At the time of writing (July 2015), I have reached certain conclusions about the evidence, and find the evidence itself denies some of the more prevalent and seemingly plausible theories, but if someone told me tomorrow that our present manuscript was owned by a Spanish Franciscan, or a Jewish cloth-merchant, or even at a pinch an earlier medieval pharmacist I should be as willing to believe these as a number of other appropriate suggestions.
I cannot believe that the work is by a seventeenth-century occultist, or that it is a twentieth century fraud, or that it is the composition of a single European author. The primary source forbids.
Anyway, thank you again for writing. If I do develop a theory which I think will account for every detail that I’ve treated in this manuscript, I’ll certainly post it, and then call upon the past seven years’ work if I need examples and evidence to cite in support.

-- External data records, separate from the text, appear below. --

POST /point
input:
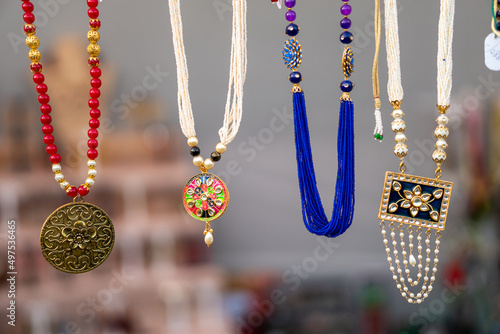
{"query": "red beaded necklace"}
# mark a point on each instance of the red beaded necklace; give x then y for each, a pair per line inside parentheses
(78, 236)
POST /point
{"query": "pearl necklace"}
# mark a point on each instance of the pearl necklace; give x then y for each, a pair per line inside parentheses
(205, 195)
(78, 236)
(410, 201)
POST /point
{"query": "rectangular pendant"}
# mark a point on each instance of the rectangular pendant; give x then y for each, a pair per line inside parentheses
(415, 200)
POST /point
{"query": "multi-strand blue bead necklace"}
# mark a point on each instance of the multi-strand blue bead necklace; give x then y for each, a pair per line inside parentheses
(313, 212)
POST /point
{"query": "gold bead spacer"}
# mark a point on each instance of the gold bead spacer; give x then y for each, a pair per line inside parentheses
(32, 42)
(35, 55)
(396, 104)
(93, 36)
(94, 50)
(442, 109)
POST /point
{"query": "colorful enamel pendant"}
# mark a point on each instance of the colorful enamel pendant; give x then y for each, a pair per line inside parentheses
(205, 198)
(77, 237)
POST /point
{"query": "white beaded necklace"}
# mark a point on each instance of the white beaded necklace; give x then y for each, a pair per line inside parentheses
(205, 195)
(410, 201)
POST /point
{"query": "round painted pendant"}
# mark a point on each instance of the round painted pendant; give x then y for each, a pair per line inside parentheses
(77, 237)
(205, 197)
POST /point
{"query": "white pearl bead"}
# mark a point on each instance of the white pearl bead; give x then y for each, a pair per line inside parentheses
(220, 148)
(400, 138)
(198, 161)
(441, 144)
(398, 114)
(209, 164)
(192, 141)
(442, 120)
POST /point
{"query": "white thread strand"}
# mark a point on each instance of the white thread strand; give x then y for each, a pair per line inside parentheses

At the moment, I am fairly much inclined to the view that most of what is in the manuscript, as a fifteenth century copy and collation, may have been gained from works that had belonged to oriental Jews, which group includes the Sephardic /Mizrahi.
Jews from inner Asia and India appear to have migrated to southern Europe and North Africa as early as the ninth and tenth centuries.
By the mid-fourteenth, makers of the new rhumb-gridded charts evidently had links to at least one of the fold-out sections, viz. folio 86v.
I’d suggest that the best way to make use of this blog is to search for the folio you want to study, and then read my analysis and explanation of its imagery. I haven’t treated every folio, so if nothing comes up for the folio (use the Beinecke foliation), you might like to search by subject.
Hope it helps.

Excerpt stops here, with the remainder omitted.